Recently, Austin made the initial investment in a Client Feedback Tool. This is a tool designed to monitor a client’s perception of the quality of your services and results, especially as you reach project milestones. A critical benefit to this process is that it engages the team in measuring perceptions as they move through a project, instead of waiting until the end. “Post-mortems that discover how you could have saved the patient are never an optimal exercise.”
During the orientation to this tool, we discussed the theory of relationship equity. The theory of Relationship Equity centers on the idea that people generally believe that for a healthy relationship to exist, there has to be fairness between the parties. Simple enough, right? The complexity comes in when people have different perceptions of what is fair.
For example, John prides himself on his organizational and time management skills, and never leaves the office until he answers all of his emails. Mary, his client, who is at the jobsite, expects responses to her inquiries about the project throughout the day, and is frustrated when she has to wait all day to get a response to an issue. The job is going very well – on time, on budget, good quality – but the client is not happy.
Now go back to the start of a project. Congratulations, you have been awarded this project. You have shown the client that you are the best value competitor to execute this project. Your winning sales efforts created a greater bank account of relationship equity than your competitors were able to create. Now, what will you do with that equity?
For the purpose of discussion, let’s put a number to it. Let’s say at the contract signing, we have equity valued at 50. It is highly unlikely that at the end of the job, the equity will be unchanged. In John and Mary’s case, Mary expects the project to be completed on time, on budget and with good quality. That is what the 50 is based on. John’s inability to meet Mary’s expectations of responsiveness debits the account. Mary is not expecting perfection. She considers herself to be reasonable, but John is not meeting her needs for response time.
Perhaps at a certain point, Mary’s frustration causes the equity to decrease to 45. It sits there for a while until an issue happens on the project one morning that needs John’s attention. By the end of the day when John gets to it, time and money is wasted. Equity is now at 40 and decreasing.
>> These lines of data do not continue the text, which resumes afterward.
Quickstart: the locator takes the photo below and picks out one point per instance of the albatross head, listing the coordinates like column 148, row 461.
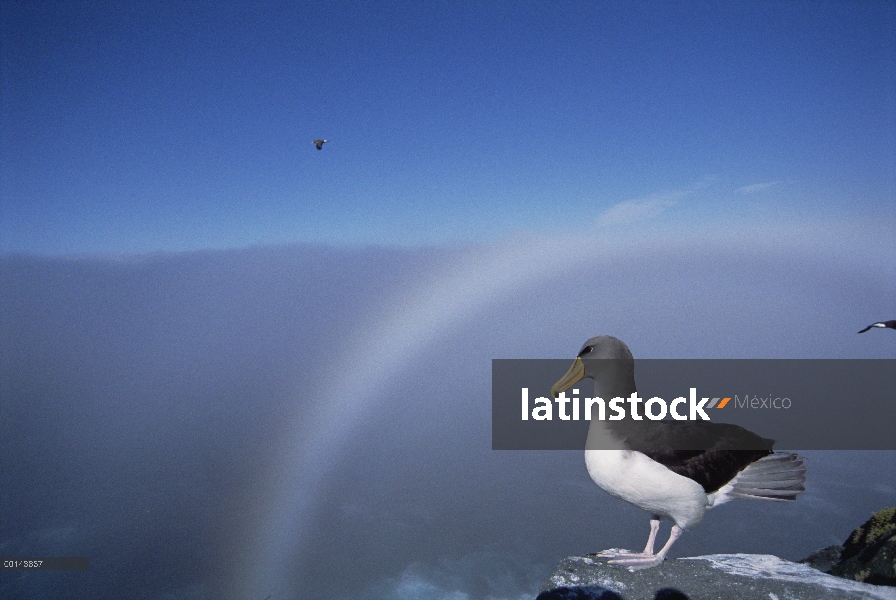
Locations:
column 606, row 360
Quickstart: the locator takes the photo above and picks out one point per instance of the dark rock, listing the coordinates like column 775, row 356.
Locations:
column 717, row 577
column 869, row 555
column 824, row 559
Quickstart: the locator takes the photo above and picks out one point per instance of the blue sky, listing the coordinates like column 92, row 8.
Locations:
column 169, row 126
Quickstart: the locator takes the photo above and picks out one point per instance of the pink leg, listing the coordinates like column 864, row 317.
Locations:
column 648, row 549
column 635, row 562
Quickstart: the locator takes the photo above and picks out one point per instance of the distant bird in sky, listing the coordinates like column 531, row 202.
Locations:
column 647, row 468
column 882, row 325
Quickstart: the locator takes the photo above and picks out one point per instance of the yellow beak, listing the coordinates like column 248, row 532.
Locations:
column 575, row 374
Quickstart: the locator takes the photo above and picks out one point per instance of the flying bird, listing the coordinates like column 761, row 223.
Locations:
column 882, row 325
column 646, row 470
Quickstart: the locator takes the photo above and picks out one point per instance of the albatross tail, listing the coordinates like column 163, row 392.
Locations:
column 775, row 477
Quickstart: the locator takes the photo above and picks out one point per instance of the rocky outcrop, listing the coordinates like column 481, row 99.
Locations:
column 868, row 555
column 716, row 577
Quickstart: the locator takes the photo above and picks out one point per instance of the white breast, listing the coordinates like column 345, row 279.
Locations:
column 639, row 480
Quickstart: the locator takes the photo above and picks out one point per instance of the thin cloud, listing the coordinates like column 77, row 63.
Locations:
column 648, row 207
column 632, row 211
column 758, row 187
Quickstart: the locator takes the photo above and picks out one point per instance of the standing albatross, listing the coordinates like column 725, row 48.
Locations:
column 647, row 470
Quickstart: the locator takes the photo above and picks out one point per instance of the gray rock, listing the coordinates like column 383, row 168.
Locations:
column 824, row 559
column 715, row 577
column 869, row 554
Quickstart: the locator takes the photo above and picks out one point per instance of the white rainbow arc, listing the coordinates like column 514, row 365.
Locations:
column 476, row 278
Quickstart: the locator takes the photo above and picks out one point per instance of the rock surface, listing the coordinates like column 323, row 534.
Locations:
column 716, row 577
column 868, row 555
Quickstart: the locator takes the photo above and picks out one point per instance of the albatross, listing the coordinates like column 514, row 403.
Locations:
column 881, row 324
column 646, row 470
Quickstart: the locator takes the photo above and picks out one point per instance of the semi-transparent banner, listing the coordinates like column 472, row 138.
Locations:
column 681, row 405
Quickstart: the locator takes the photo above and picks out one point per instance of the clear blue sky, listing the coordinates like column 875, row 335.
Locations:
column 134, row 127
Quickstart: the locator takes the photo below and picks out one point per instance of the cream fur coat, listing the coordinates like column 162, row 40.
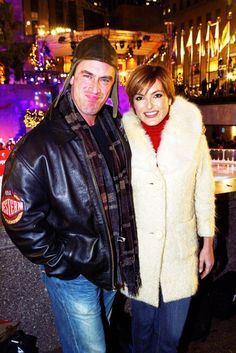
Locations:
column 174, row 201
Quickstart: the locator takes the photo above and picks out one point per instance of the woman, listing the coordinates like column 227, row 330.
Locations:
column 173, row 190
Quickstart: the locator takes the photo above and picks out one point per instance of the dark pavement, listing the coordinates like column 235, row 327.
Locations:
column 23, row 298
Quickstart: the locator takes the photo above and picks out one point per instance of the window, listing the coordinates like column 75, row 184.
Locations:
column 34, row 5
column 208, row 16
column 218, row 13
column 199, row 20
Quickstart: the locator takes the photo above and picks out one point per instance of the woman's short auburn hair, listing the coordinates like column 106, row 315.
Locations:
column 145, row 76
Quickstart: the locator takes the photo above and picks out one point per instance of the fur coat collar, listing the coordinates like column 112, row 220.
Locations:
column 180, row 137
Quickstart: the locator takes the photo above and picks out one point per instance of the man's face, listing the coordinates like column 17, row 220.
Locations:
column 91, row 86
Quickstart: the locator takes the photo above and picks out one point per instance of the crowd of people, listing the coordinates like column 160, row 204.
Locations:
column 106, row 204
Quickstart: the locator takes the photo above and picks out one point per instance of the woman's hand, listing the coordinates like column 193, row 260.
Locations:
column 206, row 257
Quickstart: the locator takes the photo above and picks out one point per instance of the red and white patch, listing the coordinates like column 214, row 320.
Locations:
column 12, row 207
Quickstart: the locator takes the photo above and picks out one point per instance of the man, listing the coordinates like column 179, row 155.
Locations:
column 67, row 200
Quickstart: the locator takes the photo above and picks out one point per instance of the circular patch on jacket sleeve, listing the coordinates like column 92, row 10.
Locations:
column 12, row 207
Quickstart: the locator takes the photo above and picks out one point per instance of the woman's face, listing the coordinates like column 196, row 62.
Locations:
column 152, row 105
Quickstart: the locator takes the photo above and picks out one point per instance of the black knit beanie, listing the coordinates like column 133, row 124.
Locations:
column 94, row 48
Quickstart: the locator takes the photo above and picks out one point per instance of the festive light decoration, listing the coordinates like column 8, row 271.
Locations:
column 33, row 117
column 2, row 78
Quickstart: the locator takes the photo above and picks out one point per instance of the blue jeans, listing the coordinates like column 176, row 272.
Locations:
column 158, row 330
column 80, row 310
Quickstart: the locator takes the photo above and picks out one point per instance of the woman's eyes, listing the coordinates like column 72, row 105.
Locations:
column 158, row 95
column 139, row 98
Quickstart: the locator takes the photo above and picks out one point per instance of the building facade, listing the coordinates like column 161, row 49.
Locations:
column 203, row 39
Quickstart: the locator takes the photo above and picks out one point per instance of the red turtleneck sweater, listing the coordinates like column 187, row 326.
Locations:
column 154, row 132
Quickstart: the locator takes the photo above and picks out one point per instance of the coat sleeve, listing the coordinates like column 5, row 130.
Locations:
column 204, row 193
column 25, row 210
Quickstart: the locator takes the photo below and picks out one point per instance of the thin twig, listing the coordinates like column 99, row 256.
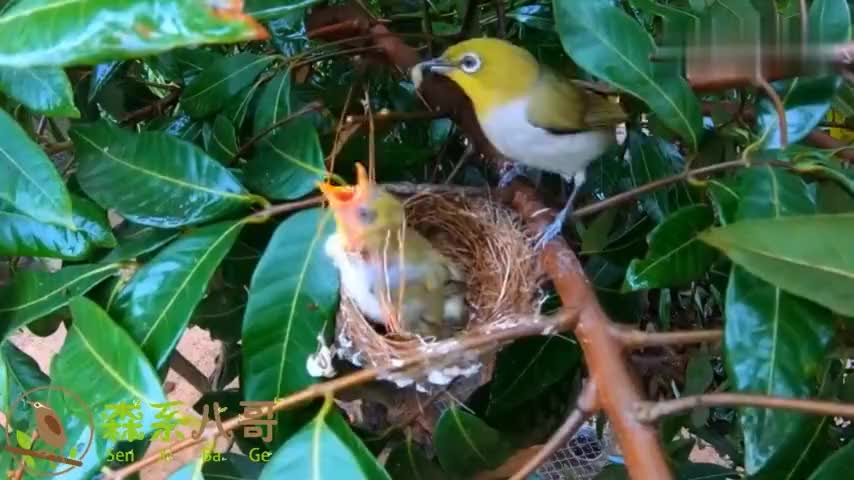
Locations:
column 653, row 411
column 624, row 197
column 309, row 107
column 584, row 408
column 633, row 339
column 189, row 372
column 153, row 109
column 418, row 361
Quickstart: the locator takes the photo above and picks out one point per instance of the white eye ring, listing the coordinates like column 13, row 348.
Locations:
column 470, row 63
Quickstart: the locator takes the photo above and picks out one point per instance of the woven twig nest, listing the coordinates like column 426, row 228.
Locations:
column 489, row 242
The likelihood of a repeat assignment from Mary, or even a referral, is dependent on whether the equity is higher or lower at the end of the project. Where is it going to wind up if John continues to think he’s doing a great job, but fails to increase his relationship equity?
So the key, as is the key to all relationships, is that deposits need to be made into the relationship account to build its value. Most importantly, the deposits MUST have value in the eyes of the client. If John nicely documents monthly reports with lots of color pictures that Mary doesn’t even look at, it is of no value to her and adds no equity.
So, how do we know what is valuable to a client? Simple – we ask. Regularly and follow-up. We make sure we are addressing the subjective expectations, as well as the objective ones. We listen, we care and we follow through. It’s a great formula for success. I look forward to adding relationship equity to our continuous improvement initiatives this year. Think about how much we can learn.
“If we can keep our competitors focused on us while we stay focused on the customer, ultimately we'll turn out all right.”
“Thank your customer for complaining and mean it. Most will never bother to complain. They'll just walk away.”
“Instead of selling to your customers, help them buy.”